Starting with the largest AOC, there’s Médoc, then the subregion Haut-Médoc and its famed Haut-Médoc communes: Listrac-Médoc, Margaux, Moulis-en-Médoc, Pauillac Saint-Estèphe, and Saint-Julien.
Starting with the largest AOC, there’s Graves, then the subregion Pessac-Léognan. For sweet whites, there’s Graves Supérieures, Sauternes—which encompasses the smaller Barsac subregion—and Cérons.
Standard Bordeaux label.
1. Mis En Bouteille Au Château
Means bottled at the estate, within the listed region. If the label says, “Mis En Bouteille Au Domaine,” it was bottled in the region. If you see “Négociant,” the grapes, the juice or the wine were bought, but released under a different brand.
2. Grand Vin
This means “great wine.” It may be great, but anyone can throw this unregulated term on a label.

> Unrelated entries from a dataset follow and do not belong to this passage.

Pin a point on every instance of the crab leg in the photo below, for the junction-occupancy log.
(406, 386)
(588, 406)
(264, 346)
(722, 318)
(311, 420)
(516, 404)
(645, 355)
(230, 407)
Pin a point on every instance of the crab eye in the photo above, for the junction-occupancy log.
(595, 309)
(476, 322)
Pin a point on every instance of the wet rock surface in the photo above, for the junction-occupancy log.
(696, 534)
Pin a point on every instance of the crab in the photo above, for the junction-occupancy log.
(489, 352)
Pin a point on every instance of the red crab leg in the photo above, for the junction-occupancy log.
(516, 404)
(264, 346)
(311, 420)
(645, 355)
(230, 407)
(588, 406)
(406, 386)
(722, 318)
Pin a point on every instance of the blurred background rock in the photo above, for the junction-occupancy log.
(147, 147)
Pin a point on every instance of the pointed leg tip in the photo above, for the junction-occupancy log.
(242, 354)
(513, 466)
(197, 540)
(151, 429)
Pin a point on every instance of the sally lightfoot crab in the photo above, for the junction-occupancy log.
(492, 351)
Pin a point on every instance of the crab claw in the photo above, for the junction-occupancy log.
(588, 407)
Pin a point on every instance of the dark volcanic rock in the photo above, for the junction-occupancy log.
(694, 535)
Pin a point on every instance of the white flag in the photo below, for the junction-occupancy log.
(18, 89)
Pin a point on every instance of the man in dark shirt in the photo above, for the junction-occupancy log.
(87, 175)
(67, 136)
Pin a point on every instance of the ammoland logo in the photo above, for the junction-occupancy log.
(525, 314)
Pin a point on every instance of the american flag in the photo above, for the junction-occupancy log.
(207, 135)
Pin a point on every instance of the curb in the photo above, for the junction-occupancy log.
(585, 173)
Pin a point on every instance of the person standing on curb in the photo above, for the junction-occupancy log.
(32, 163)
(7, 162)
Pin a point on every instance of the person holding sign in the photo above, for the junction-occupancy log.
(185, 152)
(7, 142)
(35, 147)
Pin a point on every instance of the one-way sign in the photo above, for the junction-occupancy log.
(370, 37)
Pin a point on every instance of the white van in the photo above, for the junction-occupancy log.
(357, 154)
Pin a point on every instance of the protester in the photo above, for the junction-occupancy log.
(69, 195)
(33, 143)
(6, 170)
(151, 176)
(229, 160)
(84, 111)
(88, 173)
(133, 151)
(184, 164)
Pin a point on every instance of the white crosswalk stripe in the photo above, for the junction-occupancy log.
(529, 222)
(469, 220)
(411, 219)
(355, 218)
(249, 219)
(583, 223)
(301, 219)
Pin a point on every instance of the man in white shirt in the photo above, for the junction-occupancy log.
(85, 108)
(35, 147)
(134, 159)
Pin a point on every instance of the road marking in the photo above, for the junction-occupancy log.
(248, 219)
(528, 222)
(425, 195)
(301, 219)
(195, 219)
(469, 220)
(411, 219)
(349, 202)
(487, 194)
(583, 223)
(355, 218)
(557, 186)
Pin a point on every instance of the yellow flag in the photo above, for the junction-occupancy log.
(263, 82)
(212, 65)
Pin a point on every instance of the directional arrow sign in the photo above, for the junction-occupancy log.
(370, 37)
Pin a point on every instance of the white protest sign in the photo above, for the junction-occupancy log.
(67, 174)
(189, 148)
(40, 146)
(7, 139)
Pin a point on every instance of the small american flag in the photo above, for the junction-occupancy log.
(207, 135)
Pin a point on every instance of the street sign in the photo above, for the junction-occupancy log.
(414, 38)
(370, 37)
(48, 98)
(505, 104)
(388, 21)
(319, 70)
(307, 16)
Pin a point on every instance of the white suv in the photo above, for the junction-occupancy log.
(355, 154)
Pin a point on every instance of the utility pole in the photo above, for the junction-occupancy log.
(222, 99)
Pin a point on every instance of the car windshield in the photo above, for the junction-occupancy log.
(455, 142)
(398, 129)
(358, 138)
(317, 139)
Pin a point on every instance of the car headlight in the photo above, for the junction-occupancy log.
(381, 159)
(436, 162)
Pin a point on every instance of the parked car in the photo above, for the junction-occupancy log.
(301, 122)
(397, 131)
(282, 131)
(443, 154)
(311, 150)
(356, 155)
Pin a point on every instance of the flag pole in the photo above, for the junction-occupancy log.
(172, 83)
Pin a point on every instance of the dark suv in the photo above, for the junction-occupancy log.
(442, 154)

3. This tells you it’s a Cab Blend
Left Bank reds are typically blends of Cabernet Sauvignon, Merlot and Cabernet Franc, and may include Petit Verdot and Malbec. Most Left Bank dry whites are Sémillon and Sauvignon Blanc blends. The best often hail from Graves and Pessac-Léognan, the only Left Bank appellations that may list their regions on white wine labels.
4. Top Dry-Red Vintages
1961, 1970, 1978, 1982, 1985, 1990, 1996, 2000, 2005, 2009 and 2010
5. The Big House
According to French law, a label can only feature a chateau if it’s the original house and still standing.

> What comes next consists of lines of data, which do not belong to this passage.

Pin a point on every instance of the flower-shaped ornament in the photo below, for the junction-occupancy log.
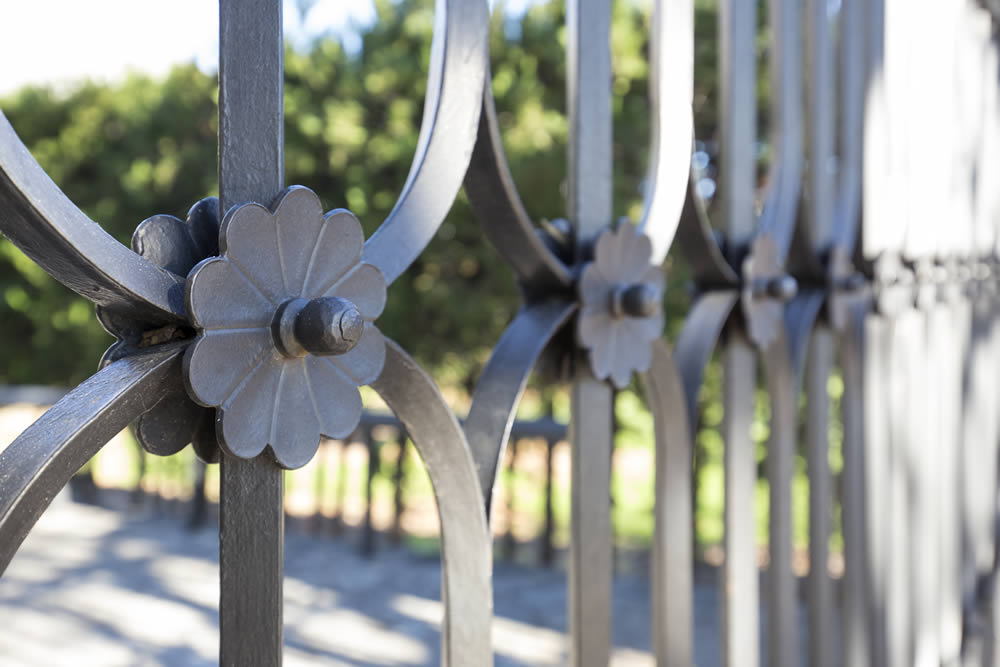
(285, 328)
(621, 305)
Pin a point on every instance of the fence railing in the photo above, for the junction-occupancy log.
(869, 244)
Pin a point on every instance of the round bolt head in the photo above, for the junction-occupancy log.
(782, 288)
(328, 326)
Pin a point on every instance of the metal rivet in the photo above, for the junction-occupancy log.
(323, 327)
(782, 288)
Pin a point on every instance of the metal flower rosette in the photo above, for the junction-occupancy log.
(286, 334)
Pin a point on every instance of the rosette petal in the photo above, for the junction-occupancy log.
(592, 325)
(243, 422)
(223, 297)
(295, 426)
(170, 425)
(623, 254)
(335, 397)
(249, 238)
(336, 250)
(594, 288)
(219, 361)
(364, 286)
(298, 219)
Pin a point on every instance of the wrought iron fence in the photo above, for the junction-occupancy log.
(247, 329)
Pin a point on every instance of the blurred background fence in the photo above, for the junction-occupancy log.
(352, 117)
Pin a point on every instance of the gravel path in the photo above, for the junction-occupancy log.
(92, 586)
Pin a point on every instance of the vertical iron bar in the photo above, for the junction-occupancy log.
(740, 592)
(818, 369)
(251, 526)
(588, 82)
(737, 91)
(548, 550)
(399, 479)
(368, 528)
(877, 424)
(855, 611)
(899, 591)
(782, 602)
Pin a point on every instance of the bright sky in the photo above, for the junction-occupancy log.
(60, 41)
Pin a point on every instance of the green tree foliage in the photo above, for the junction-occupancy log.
(129, 150)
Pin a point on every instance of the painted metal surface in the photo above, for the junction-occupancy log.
(251, 168)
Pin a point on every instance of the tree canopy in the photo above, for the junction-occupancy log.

6. The Bordeaux 1855 Official Classification
After Napoleon requested Bordeaux wines be classified for the Paris World Fair, 61 Left Bank chateaus were divided into five “growths.” The system has nothing to do with grape growing, and while it was supposedly based on reputation and pricing—not quality (wink)—it still is seen as a ranking of the top producers. It consists of 60 chateaus in the Haut-Médoc and one in Pessac-Léognan.
The 5 Premier Crus Classés
Château Lafite Rothschild
Château Mouton Rothschild
Chateaus within the four other tiers are labeled Grand Cru Classé 1855.
Are 1855 Wines Better?
No. Historically, the 61 chateaus have been the standard bearers among hundreds of producers in Bordeaux. Still, a Napoleon-era declaration doesn’t preclude anyone from making terrific wine.